The most important thing for investors is not that we’re having a stock market correction, but what they’re going to do about it.
Many experts recommend staying the course.
[Read: 9 ETFs That Go Up When the Market Goes Down]
“[Monday’s] market drop, while understandably unsettling to investors, just takes us back about two months. The S&P 500 closed last closed lower than this on Dec. 7,” says Greg McBride, chief financial analyst at Bankrate.com. “Market corrections are normal, no matter how nerve-wracking they are at the time. Just hang in there, maintain a long-term perspective and resist the urge for any knee-jerk reactions.”
In a written commentary, McMillan says the stock market is likely to bounce back.
“Sudden crises of confidence, like the one we are seeing, can knock markets down. But they then tend to bounce back. This is exactly what we saw in early 2016, which is probably the best comparison to today,” he says.

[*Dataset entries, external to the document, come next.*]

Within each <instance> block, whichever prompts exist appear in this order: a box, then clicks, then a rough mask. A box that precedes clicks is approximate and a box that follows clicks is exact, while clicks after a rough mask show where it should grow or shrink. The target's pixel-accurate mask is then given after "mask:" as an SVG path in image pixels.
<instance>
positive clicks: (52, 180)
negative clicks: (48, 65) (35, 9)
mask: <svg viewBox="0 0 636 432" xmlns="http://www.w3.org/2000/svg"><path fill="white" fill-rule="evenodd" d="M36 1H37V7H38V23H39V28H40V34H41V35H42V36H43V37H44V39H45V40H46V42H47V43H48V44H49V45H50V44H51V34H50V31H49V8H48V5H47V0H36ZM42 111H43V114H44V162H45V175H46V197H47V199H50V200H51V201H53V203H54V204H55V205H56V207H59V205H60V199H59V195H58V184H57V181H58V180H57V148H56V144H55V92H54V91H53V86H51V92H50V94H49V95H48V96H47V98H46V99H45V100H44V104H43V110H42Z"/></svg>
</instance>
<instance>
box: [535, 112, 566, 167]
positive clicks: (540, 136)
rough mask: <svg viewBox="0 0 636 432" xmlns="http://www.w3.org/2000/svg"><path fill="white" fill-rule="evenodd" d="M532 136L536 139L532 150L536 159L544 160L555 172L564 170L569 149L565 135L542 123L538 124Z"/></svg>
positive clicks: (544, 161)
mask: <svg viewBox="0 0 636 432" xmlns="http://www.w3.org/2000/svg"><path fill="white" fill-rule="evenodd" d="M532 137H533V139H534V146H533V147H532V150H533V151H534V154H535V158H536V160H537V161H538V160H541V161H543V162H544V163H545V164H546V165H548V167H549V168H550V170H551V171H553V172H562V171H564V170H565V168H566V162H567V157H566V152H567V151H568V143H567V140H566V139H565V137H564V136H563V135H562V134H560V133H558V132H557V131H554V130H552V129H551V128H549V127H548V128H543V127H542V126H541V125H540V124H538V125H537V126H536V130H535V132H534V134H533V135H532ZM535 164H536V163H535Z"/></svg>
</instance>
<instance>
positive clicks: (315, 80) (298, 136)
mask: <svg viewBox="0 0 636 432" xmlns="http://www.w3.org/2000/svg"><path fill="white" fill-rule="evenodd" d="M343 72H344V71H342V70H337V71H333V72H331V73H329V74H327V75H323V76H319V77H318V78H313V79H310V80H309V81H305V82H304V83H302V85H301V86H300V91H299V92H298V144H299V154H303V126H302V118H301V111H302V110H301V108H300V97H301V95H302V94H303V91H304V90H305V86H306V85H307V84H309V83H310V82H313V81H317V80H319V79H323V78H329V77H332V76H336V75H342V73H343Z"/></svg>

“The reason is that, if economic fundamentals are sound, as they were in 2016 and are today, there is no real reason for confidence to decline,” McMillian says. “Sudden declines happen. Then, as investors consider matters more thoughtfully, they buy back in. We may well see further declines … but the bigger picture remains positive.”
McBride says markets are falling because they’ve become accustomed to low interest rates and central banks putting money into the financial system. Now that global economies are improved, stimulus money is drying up and interest rates are going up — a result that should be expected and welcomed.
“Let’s look at the big picture — the economy is improving, more people are working, they’re seeing more money in their paychecks, and tax reform will boost the bottom line of businesses and households,” McBride says. “If the market is falling, that means it’s now on sale.”
[See: 7 ETFs to Buy as Interest Rates Rise.]
The bottom line. While recent days can be nerve-wracking for inexperienced investors, the stock market is still on track for growth in 2018. Stock market corrections aren’t unusual, and are in fact a result of a healthy economy.
A stock market correction doesn’t mean that the wonderful bull run in the U.S. stock market is at an end. But it is a dose of reality for an overbaked market that rose too high, too fast since December.